= Frans Van den Bergh =

Frans, Baron Van den Bergh (1 May 1914 in Merksplas – 21 October 1990 in Turnhout) was a Belgian businessman, who founded the cigar factory Alto in Turnhout, Belgium, and who would become one of the leading managers of Janssen Pharmaceutica. In addition to his success with Alto, he was by the marriage of his daughter Lea related to Margriet Fleerackers, the mother of Dr. Paul Janssen. For these reasons, he was asked by the parents of Dr. Paul Janssen, Constant Janssen and Margriet Fleerackers, to help them manage the growing family business with its five branches.

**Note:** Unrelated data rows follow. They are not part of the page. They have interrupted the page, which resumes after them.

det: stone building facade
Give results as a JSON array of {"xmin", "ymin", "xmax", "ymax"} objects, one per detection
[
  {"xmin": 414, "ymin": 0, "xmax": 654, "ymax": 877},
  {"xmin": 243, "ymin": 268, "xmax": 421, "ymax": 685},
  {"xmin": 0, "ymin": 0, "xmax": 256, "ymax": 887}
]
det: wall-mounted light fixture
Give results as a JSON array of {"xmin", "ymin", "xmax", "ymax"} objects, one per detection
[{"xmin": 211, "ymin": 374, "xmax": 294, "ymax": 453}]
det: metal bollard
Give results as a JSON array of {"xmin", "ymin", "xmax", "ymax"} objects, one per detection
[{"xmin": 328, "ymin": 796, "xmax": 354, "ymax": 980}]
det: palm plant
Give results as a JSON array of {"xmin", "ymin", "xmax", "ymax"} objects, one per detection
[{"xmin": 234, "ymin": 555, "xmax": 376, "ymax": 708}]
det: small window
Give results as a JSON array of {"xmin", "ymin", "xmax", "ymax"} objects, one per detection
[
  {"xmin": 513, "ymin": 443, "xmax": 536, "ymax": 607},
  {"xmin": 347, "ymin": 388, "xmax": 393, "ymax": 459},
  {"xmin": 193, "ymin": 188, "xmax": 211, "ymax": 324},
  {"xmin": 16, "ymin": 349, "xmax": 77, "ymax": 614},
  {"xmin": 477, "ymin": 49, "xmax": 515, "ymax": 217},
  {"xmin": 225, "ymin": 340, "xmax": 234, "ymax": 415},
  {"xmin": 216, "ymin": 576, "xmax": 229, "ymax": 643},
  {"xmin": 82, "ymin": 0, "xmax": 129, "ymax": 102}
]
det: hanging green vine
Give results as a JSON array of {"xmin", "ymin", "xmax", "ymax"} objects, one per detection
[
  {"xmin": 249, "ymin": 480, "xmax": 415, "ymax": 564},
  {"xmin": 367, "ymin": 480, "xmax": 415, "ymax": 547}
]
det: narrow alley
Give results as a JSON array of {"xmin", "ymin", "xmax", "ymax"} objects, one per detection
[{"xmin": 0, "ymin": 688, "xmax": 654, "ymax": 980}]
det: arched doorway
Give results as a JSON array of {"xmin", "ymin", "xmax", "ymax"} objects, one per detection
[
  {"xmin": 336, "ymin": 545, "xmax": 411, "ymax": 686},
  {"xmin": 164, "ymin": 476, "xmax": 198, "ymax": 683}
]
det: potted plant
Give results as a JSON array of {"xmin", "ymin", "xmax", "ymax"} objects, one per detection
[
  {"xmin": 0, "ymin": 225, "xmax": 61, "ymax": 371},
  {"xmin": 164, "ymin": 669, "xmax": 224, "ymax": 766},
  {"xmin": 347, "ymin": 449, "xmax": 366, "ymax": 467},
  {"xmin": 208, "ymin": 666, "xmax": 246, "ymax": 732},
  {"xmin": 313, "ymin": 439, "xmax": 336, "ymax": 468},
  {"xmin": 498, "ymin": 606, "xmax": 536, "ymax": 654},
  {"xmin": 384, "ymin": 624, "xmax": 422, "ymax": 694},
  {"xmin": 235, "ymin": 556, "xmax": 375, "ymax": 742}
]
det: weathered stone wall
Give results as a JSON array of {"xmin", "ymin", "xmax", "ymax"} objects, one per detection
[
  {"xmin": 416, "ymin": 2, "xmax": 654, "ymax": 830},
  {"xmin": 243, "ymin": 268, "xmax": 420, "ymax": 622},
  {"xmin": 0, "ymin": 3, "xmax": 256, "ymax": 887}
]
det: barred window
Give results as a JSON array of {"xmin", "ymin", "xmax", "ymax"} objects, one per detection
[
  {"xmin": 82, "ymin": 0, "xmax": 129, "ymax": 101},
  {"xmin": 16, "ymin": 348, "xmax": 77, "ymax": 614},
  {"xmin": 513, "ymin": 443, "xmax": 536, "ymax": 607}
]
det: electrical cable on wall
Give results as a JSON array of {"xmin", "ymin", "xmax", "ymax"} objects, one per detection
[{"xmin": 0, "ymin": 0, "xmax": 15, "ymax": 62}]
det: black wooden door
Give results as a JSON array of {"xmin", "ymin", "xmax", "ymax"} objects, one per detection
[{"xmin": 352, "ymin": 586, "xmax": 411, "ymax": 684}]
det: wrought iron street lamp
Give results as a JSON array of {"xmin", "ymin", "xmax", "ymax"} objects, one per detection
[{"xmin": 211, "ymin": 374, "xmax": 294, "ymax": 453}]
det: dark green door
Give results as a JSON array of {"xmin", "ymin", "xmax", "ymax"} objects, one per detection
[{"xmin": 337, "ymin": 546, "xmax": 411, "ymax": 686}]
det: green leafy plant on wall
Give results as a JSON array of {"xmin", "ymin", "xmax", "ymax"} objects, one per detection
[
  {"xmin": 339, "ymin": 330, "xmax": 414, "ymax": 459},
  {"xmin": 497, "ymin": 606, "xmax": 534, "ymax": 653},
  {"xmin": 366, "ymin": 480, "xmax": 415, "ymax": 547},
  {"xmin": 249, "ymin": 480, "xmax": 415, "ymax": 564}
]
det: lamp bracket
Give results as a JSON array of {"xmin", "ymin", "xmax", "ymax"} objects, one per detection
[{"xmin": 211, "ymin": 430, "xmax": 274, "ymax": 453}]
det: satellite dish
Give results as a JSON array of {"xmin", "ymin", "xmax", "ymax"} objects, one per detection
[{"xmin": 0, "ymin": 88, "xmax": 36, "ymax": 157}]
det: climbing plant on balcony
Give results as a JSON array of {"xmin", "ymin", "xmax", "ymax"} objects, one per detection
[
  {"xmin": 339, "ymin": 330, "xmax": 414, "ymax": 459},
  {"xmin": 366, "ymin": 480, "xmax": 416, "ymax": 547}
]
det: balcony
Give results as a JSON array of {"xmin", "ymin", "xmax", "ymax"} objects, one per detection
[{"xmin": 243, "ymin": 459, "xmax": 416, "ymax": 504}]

In 1961, he became President of the Management Board of Janssen Pharmaceutica where he would stay until 1980, when he was succeeded by Baron Luc Wauters. He led the negotiations with Johnson & Johnson which resulted in the acquisition of Janssen Pharmaceutica in 1961. It was Frans Van den Bergh who suggested the name Janssen Pharmaceutica N.V. for the company, which was accepted by Dr. Paul Janssen, and this name has been in use since 10 February 1964.

Baron Van den Bergh would also been appointed by the Belgian government as the 6th chairman of the Belgian Nuclear Research Centre SCK CEN form 1975 until 1986.